I know he resents the pressure his family puts on him, but he does still care about his family. He cares about the responsibility he's due to inherit, whether he wants to admit it or not, and if he turns his back on that now, he would only live to regret it.
The last thing I want is for me or this baby to become bondage that he will resent one day. Maybe not tomorrow, or even a year from now, but eventually.
His words about breaking off the engagement, and confessing his love for me, are still running through my mind, but they didn't change anything. They, too, are part of a fairy tale I'm no longer naïve enough to believe in.
It's better to let him think he isn't losing anything. At least one of us can live in blissful ignorance that way.
Is that what it means to love someone? To want them to be free and as happy as possible, even if it makes you miserable? Even if you know it means they will only hate you in return? As unbearable as that thought is, the thought of him coming to resent me and our baby, or getting himself killed by taking on both of our families, is so much worse.
So, I do what I'm best at. I bury my feelings on the matter so deep that I feel nothing. That's the only safe state to be in, even if it certainly isn't a healthy one.
I don't want to talk to or even see anyone any more than necessary. Even though I told Anthony what had happened shortly after everything went down, I've been putting off his attempts to get together, too. Dad probably would allow him to come over, if no one else, but I know if he does, I'm just going to be a mess with an audience. He's already dealt with enough of my drama and bullshit for one lifetime.
I know pushing away the people I care about isn't exactly healthy in itself, but I already feel like I'm made up of a thousand pieces, floating away from a nucleus that no longer exists. There is no longer any substance or gravity holding me together.
I'm just… empty.
There’s a knock at my door, and I groan, rolling over and burying my face in my pillow. "Go away."
"Don't make me pick this lock," calls Anthony's familiar voice from behind the door.
My heart immediately feels a little bit lighter hearing his voice, but the relief doesn't last long.
I sigh, dragging myself out of bed even though I feel like there are weights attached to me. The evidence of my pregnancy seems to grow every day, but I'm still notthatbig yet.
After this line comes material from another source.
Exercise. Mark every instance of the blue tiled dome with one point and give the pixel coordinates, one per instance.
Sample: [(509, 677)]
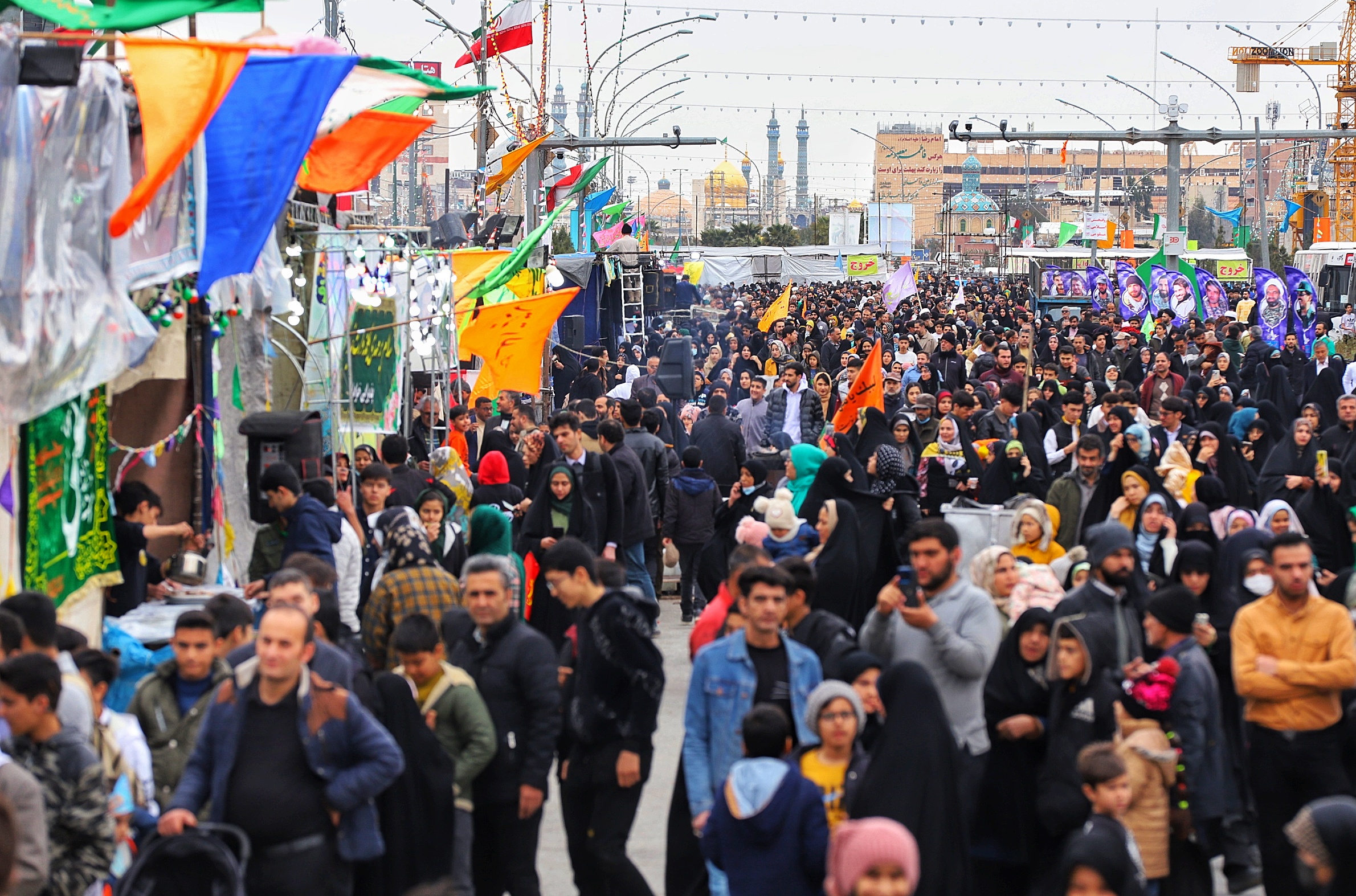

Depression is a hell of thing.
I open the door a crack, not surprised to find Anthony standing there, looking as put together and upbeat as ever. He's a perpetual morning person. His only flaw, really.
"There you are," he says, folding his arms. "I was starting to think I was going to have to send in the Guard." He pauses, looking over me, and I can tell from the worried expression on his face that I look about as bad as I feel. "Wow. You look…"
"Like shit?" I mumble. "Tell me something I don't know."
"I was going to say tired, but… Damn, is it really that bad?"
I just sigh and step back to let him in. I have no idea whether Kayleigh is home or not, but if she is, the last thing I need is her finding out everything Dad so carefully crafted a narrative to hide. "Come in."
Anthony walks into the room, turning on the light, since only the small lamp by my bed is on. "Are you sure you're not hiding because you turned into a vampire?"
"Pretty sure," I say flatly, leaning against the dresser as he flops down on the edge of my bed.
"You know, you can't stay in here forever," he reasons. "Even the Phantom of the Opera came out every now and then."
"He also lived in the sewers under Paris," I point out. Even though that sounds preferable to my current living arrangement.
"So you haven't spoken with Lorenzo since?" he asks, growing somber.
"What is there to talk about?" I ask, shrugging. "He hates me now. For once, he has reason."
"That's debatable," Anthony mumbles. "I still don't know why your father is set on this complete bullshit arrangement with Stefan."
"That makes two of us," I answer. I do have a few theories, though.
"What is it?" Anthony asks, always quick to pick up on what I'm not saying.
I hesitate. "When I was talking to Dad, he said something I can't get out of my mind. I asked him if he's so opposed to me being with Lorenzo, why he doesn't care about Kayleigh and him getting married."
"Well, what did he say?" he asks.
"He kind of just dismissed it, and said not to worry about it," I answer. "But that's the thing… I can't help but wonder if he isn't planning on letting them get married at all."